I’ve been trying out Safari 5, most notably the Safari Reader feature. At this point I doubt I will be switching away from my preferred browser, Chrome, but Safari Reader does make it more than a bit tempting.

I find that Safari Reader works remarkably well for article reading, especially on sites such as Ars Technica where there is no way to request multi-page articles as single pages without paying for a subscription. Unlike Readability, which just renders the page you’re on, Safari Reader will actually detect the multiple pages of the article and display them all together at once.

Ken Fisher, Ars’s “Editor-in-Chief Imperator”, is not terribly pleased about that. Fisher, who wrote a previous article scolding people who use ad-blockers for taking ad revenue away from the site, sees this as part of a devious plan by Apple to move content away from the open web, which it cannot monetize, to apps on the iPad and iPhone, which it can.

There is something contradictory—some might say hypocritical—in Apple’s actions. At the same time someone in Cupertino is building a completely unblockable ad platform for the iPhone and the iPad, someone else is working on ad supression tools for that big open Web that Apple supposedly loves so much. At the same time that Apple is touting HTML 5 as the best way to make "emotional" advertising on both the Web and in the App Store, it’s calling Web advertising "annoying" and giving us tools to block it, but only when Apple isn’t getting a cut. And something tells me that an iAds blocker is not going to be approved for the App Store any time soon.

Although this feature is currently limited to Safari, Fisher notes, given the way that browsers tend to copy features from each other, he expects it to spread to other browsers with greater market shares sooner or later. And while it’s not so bad for single-page articles, since the advertising is already loaded before the user clicks the “Reader” button, it takes away the additional revenue that would have come from clicking through multiple pages.

It is really interesting to me to see this movement on the part of a browser-maker. As far as I know, this is the first official browser in quite some time (if not ever) to incorporate ad-blocking technology of any kind directly into the browser itself. There are plenty of ad-blocking plug-ins for other browsers, but the coders of the browsers themselves at least have plausible deniability. Now Apple is actively pushing the ability to dispense with advertising (at least in some ways) out to every user of Safari. Will other browsers be far behind?

In an interesting side note, it turns out there’s a reason that Safari Reader looks very similar to Arc90’s Readability—Apple actually used the Apache-licensed Readability source code in crafting its Safari Reader interface. It does remove some features from Readability, such as the ability to customize font, size, and margins, but it does add the ability to scoop all pages at once of a multi-page article.
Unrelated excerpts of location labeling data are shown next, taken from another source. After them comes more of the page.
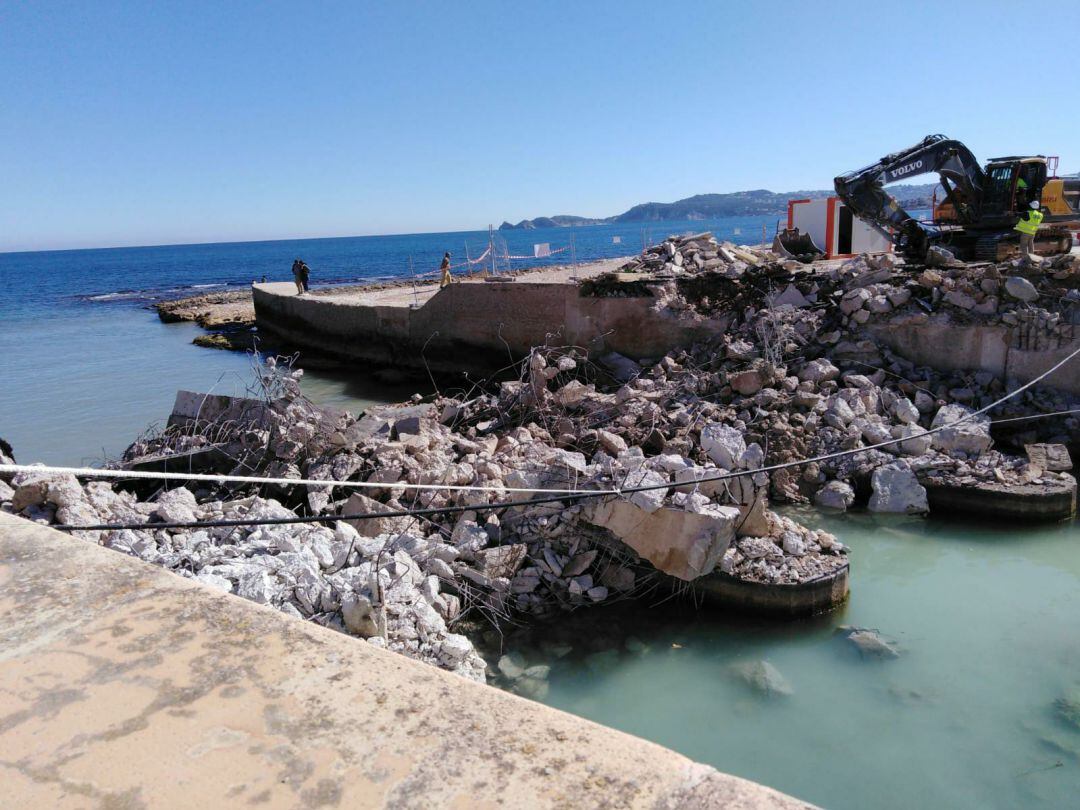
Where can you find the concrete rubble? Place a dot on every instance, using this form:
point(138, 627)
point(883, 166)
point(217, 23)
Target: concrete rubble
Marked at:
point(797, 373)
Even though Apple used Arc90’s code in Readability, and mentioned it in their license documentation under Help –> Acknowledgements, they never directly told Arc90 about it. So while Arc90 initially praised the new Safari for adding a very similar feature to Readability, only later did they discover it actually used their own code.

Related: Apple’s Safari Reader–The Missing Link for Online Reading?

1 COMMENT

  1. As an attorney, I immediately wonder about this feature. I love Safari Reader but, good grief, how is it not creating and publishing an unlicensed derivative work? I guess one might argue that copyright subsists only the text of the actual article and not in the entire page, but that’s just silly. On the internet, presentation is enormously important and many people make many dollars designing that presentation, which includes text blocks, ads, comments, link lists, word clouds, etc. It seems elementary to me that, although copyright certainly subsists in the text of an article, it also subsists in the entire page on which that article is presented.

    Of course, Apple’s argument may be that it is merely providing the code through which an end-user may choose to create an unlicensed derivative work. I can only say I well remember how a similar argument fared for Napster. In my view, Safari Reader may wind up creating an enormous legal headache for Apple. I cannot imagine these issues won’t be threshed out in federal court. It strikes me as a fit subject of class litigation.